Lambda should be listed under trusted Entities. This gives the Lambda service permissions to assume the role.

iam-role-trust

Now that we have created a role, we can go head and create the actual Lambda job.

Lambda

Go to Lambda in the Management Console and choose ‘Create a Lambda function’. You will be presented a series of blueprints as a starting point, click ‘Skip’ and you will be taken to the configuration options on the next page.

Start by giving your function a name and choose Python 2.7 as your runtime. I call mine ‘backup-ec2-volumes’.

lambda-conf-1

Paste the Python code bellow into the code window. It first defines a function called snap_volume that takes a snapshot of the volume that is passed to it as volume_id. The next function is the one that Lambda will call, lambda_handler. Here we put in our main code. It will list all volumes, iterate through them one by one and check if they contain a tag called BackupEnable = True. If so, call the snap_volume function and send along the volume_id. That’s it. The try-except is to catch situations where no tag is set. The print statements will end up as log rows – this is our way of logging what the job is doing.

from __future__ import print_function

from datetime import datetime, date
import boto3

print("Starting job at {}".format(datetime.now()))

def snap_volume(volume_id):
    ec2 = boto3.resource('ec2')
    volume = ec2.Volume(volume_id)
    snap_description = 'Snapshot of {0} {1}'.format(volume_id, date.today())
    volume.create_snapshot(DryRun=False, Description=snap_description)
    print('Snapshot taken of {} at {}'.format(volume_id, datetime.now()))
    return

def lambda_handler(event, context):
    client = boto3.client('ec2')
    response = client.describe_volumes()
    print('Volumes listed at {}'.format(datetime.now()))
    for volume in response['Volumes']:
        try:
            for tag in volume['Tags']:
            if tag['Key'] == 'BackupEnable' and tag['Value'] == 'True':
                snap_volume(volume['VolumeId'])
        except:
            print('No tag found on volume {}'.format(volume['VolumeId']))

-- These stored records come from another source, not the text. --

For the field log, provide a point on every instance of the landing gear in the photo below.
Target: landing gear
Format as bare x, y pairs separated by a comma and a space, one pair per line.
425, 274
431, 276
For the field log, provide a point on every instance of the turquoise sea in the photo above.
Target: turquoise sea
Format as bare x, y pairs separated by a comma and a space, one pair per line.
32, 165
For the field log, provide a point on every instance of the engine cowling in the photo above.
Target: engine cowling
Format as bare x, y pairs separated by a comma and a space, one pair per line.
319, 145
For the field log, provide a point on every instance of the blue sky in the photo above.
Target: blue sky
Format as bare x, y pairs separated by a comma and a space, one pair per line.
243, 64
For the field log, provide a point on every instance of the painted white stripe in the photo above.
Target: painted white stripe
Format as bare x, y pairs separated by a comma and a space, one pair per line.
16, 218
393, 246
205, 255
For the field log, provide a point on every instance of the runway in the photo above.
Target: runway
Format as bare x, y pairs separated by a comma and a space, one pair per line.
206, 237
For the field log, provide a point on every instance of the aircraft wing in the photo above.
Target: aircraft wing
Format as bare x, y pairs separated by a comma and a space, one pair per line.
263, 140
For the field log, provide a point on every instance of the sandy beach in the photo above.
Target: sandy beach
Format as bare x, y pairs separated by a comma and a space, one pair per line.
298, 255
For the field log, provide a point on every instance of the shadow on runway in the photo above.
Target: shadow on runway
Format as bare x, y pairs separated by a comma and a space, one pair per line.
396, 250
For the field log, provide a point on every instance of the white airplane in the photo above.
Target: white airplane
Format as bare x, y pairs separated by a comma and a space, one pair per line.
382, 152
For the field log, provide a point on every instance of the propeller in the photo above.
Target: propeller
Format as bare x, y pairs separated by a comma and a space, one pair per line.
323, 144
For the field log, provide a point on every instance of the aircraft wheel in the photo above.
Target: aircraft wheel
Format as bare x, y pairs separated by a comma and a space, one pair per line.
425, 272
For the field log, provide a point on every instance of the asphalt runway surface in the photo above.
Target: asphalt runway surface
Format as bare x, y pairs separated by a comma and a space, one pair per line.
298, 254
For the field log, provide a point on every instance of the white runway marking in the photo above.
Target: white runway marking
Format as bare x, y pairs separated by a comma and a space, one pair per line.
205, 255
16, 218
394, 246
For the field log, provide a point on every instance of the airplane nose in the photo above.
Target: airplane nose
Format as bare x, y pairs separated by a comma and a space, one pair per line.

Make sure you choose the role we created previously to give the Lambda job the right permissions. I’m happy with the rest of the settings so I just leave the defaults. No, you probably want to increase the timeout to 5 secs. I discovered that it takes around 2-3 secs for the AWS API to return a list of the volumes so the job might take more than 3 secs some times. Review on the next page and go ahead and create the function.

lambda-conf-3

We will be taken to a page showing us our Lambda function. We still need to tell it how to trigger. We will use a CloudWatch Events Schedule to trigger this. Click ‘Event sources’ and then ‘Add event source’. You get a list of available event sources, choose CloudWatch Events – Schedule. Give your rule a name, mine is called ‘daily-volume-snapshots’. Give it a Schedule expression. The schedules are in UTC time. I’m running mine at 3:00 am every day. See AWS docs for more info about cron syntax. Go ahead and create the schedule.

cw-schedule

Putting it to work

Now we have all the bits and pieces set up. Let’s go ahead and test our job. First we need to tag the volumes that we want to backup.

Tag volume

We have the job set up. Now we need to tell it which volumes to backup. We do this by tagging the volume with BackupEnable = True as shown bellow. That’s it.

vol-tag

Test the job

In order to test the job, just go into the Lambda function in the Management Console and click the test button. You will get log output similar to the one bellow. It shows execution time and the log output. Logs will also be output to CloudWatch Logs.

log-output

You should see your snapshot if you head over to EC2 and Snapshots.

snap-example

Conclusion

It is quite simple to set up a Lambda job to create snapshots of your EBS volumes. Snapshots are incremental so only the changes from the last snapshot is saved. This gives you the possibility to take snapshots quite frequently without them becoming too large in size. They are not application aware so not suitable for volumes with frequently updated data unless you stop your application before taking the snapshot. They could be considered crash consistent, same result that you would get if you simply pulled the plug from the server. Anything that is cashed in memory will get lost but for many workloads this is no problem at all.